Unread post by joe sz »

if some wild kid threw a rock at the back of JZ's head while she's channeling Ramtha and struck her, her perception of quantum fields could not change the bloody bruise left behind, even if the kid hid from her view behind the Yelm property wall.

There is a bigger picture here addresed in Prophets Facing Backwards by Meera Nanda(2004).
http://www.amazon.com/Prophets-Facing-B ... +backwards

a good review on amazon by By S. Plowright (Sydney, NSW Australia):
The author is not claiming or trying to be a philosopher, a historian, or a physicist. However, she brings to our attention an important and disturbing consequence of the Western fad for pseudoscience and irrationalism.

Nanda's training in her own science is quite sufficient for her to understand the scientific method, and to recognise snake-oil when she sees it. Cultural relativism, and the other idiocies spawned by Kuhn's magical "paradigms", have left the door open for politically motivated cults to justify dangerous, divisive, and oppressive ideologies.

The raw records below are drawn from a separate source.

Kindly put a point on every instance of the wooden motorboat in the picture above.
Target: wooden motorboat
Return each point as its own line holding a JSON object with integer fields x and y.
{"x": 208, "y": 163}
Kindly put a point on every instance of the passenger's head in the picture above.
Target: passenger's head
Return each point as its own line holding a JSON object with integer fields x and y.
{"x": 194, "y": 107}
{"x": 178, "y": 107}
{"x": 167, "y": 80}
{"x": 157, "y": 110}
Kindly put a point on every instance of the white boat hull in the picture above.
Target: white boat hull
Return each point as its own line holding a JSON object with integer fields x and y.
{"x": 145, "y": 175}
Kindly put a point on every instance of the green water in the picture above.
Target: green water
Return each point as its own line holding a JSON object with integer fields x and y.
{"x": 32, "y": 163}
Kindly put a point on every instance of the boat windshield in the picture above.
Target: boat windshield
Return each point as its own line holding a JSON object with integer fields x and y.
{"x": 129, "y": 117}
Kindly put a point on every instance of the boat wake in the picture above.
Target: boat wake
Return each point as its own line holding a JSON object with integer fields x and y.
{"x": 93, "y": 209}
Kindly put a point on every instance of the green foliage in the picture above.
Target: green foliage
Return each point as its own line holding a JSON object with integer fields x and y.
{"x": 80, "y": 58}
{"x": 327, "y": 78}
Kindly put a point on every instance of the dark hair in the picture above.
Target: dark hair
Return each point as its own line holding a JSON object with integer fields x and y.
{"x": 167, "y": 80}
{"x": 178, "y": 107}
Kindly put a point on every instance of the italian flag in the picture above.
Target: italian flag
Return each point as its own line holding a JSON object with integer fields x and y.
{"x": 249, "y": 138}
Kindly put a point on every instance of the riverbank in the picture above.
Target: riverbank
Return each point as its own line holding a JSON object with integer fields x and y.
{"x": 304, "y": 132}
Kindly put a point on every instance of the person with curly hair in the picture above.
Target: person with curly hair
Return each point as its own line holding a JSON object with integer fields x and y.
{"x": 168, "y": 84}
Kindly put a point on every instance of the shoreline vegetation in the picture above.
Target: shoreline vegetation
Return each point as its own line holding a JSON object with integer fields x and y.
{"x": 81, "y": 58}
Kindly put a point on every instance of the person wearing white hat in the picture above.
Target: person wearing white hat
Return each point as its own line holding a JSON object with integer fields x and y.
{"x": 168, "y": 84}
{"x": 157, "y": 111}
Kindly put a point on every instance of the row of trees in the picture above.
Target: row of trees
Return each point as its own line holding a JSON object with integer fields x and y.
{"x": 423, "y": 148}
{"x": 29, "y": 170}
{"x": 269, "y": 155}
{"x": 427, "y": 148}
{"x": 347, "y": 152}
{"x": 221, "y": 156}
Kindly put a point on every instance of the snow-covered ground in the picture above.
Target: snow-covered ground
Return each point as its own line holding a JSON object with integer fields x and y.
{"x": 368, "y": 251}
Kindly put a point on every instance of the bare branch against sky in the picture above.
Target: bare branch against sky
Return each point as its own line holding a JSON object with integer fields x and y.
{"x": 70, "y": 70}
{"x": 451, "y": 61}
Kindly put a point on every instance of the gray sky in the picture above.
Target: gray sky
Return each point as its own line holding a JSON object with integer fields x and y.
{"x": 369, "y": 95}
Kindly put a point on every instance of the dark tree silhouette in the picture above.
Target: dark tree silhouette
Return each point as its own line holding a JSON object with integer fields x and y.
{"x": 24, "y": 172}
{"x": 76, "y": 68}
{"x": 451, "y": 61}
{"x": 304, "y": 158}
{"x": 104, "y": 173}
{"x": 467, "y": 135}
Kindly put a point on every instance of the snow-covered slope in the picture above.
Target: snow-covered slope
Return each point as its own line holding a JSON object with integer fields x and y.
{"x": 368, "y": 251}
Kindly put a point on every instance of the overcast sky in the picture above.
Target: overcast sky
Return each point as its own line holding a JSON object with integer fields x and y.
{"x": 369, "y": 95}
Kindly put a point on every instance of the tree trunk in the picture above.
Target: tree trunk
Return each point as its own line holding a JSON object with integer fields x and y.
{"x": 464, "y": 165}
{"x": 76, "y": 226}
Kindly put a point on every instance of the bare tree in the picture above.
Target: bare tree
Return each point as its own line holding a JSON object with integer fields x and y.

Is tradition a defense for female genital mutilation? If you missed the point of Nanda's book, you will not be able to see that human rights are universal. Can cultural tradition justify the oppression of minorities? These are the real questions to be asked.

The last thing this World needs is intellectuals philosophising justifications for the patently absurd. Nandas book is a breath of fresh air, and it can only be hoped that others like it will put the wheels of reason back on the cart of civilisation.

This a great read, one I have read and annotated twice...it shows that RSE/JZ is just like Hindu fundamentalist-fascists trying to distort and hijack science to support Hindu scripture as "scientific". R J Lifton calls this "sacred science" in totalist communist cultures---no one can question the "science" because a "god" or "dictator" with godlike power claims it is true.